Dr. Whatley’s research was vast. He created new ways to use science, including combining sweet potato varieties of both white and orange flesh to create cattle feed for desert herds. His prized creation was a 25-acre farm that produced over $100,000 in profit during its first year of operation. He set up a working model, and loved showing it off at the annual Professional Agriculture Workers Conference. This was a pick-your-own farm, with plums, muscadines, peaches and blueberries. Whatley created a blueberry grove that to this day produces fruit from June through August, two blueberry growing seasons.

One of his farm prototypes was purchased by Tuskegee’s Josie Gbadamosi. Josie has transformed it into the Shady Grove Blueberry Farm, a pick-your-own business. The luscious berries are big and juicy. Josie’s brother, Cookie Jones, was a dessert gourmet who made the very best blueberry cobbler. Unfortunately he transitioned recently, but Josie produces blueberry tea, and blueberry tisane, a delicious and nutritious beverage. I am looking forward to enjoying some at this summer's Rhythm and Blueberry Fest on the farm.

And yes, blueberries are a very healthy food, with antioxidants, vitamins and minerals. However, I simply enjoy them in a meal or as a snack.

By Amy Miller

Maine is filled with blueberries - pies, and fields and stories.

It may be that Cherryfield once had cherry trees lining the Narraguagus River flowing through its center, thus giving the Maine town its name. It also may be that the fields of blueberries plentiful in this Downeast town turn red in the fall, thus giving this historic town its name.

But however you look at it, 2023 Cherryfield is known as the wild blueberry capital of the world. Yes, the world.

And Maine, it turns out, produces more wild blueberries - also known as low-bush berries - than anywhere else in the world. Yes, the world, according to the PBS show America’s Heartland and many other Google-able sources. This brand of berry, native to Maine, thrives in its glacier-churned soil and challenging seasons.

A bunch of us Mainers a few years ago went down to Alabama to visit Tuskegee, our sister city, secure in the knowledge that if nothing else, Maine rules when it comes to blueberries, only to learn that Alabama too takes pride in its blueberries.

Let’s be clear, though: Maine’s state fruit is wild blueberries, not just any blueberries. Tuskegee and other southeastern states are renowned for rabbit eye blueberries, better suited to the heat and drought they face in that corner of our country.

While I cannot vouch for claims made by Mainers that our wild blueberry is juicier and more flavorful than the high bush berries, I can definitely assure you they are much smaller. And yet, the animal on the top of our Maine food chain - the black bear - is famous for enjoying berries. Even the moose, which has no predators in Maine, is known to munch on these tiny treats.
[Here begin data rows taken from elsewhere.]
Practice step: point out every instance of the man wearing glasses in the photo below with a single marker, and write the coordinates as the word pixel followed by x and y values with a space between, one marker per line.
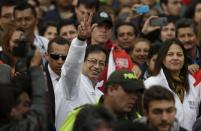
pixel 159 109
pixel 78 84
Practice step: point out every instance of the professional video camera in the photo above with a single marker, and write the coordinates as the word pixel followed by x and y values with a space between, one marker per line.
pixel 23 50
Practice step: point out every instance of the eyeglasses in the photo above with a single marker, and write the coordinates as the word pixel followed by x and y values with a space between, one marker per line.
pixel 57 56
pixel 7 16
pixel 95 62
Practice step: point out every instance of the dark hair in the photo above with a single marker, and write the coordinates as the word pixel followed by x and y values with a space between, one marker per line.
pixel 190 11
pixel 89 4
pixel 130 126
pixel 23 6
pixel 154 49
pixel 184 23
pixel 6 3
pixel 67 22
pixel 58 40
pixel 156 93
pixel 7 101
pixel 159 63
pixel 46 25
pixel 119 24
pixel 90 116
pixel 94 48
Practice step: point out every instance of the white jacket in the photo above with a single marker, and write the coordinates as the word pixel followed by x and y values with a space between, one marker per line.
pixel 188 110
pixel 73 89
Each year, sometime in July, I bring a few large yogurt containers up to the super-secret, but not-so-secret  blueberry patch near my house. And each year I am surprised to learn again that hours of picking these delicious but minuscule bits does not come close to filling my buckets. So you really have to love these little guys to stay in the game long enough to get a supply of them worth freezing. Or you have to believe those who say they're packed with natural antioxidants and be attached to the idea of antioxidants.

Most of Maine’s wild blueberries now are mechanically harvested by commercial operations, but some farms let us pick blueberries by hand, as Indigenous people have done for thousands of years.

The wild plants were first established as the glacier receded 10,000 years ago and were used by native Americans, but the commercial industry began in the 1800s, according to the University of Maine Extension Service. Wild blueberries were first picked fresh by hand, then raked and canned and now are mostly mechanically harvested.

Although it’s the wild berries that put our state on the blueberry map, we also have high-bush berries, available even just a few miles down the road.

But anyone who has spent any time off the paved byways of Maine, the most forested state in the nation, knows you can find the wild ones galore and for free.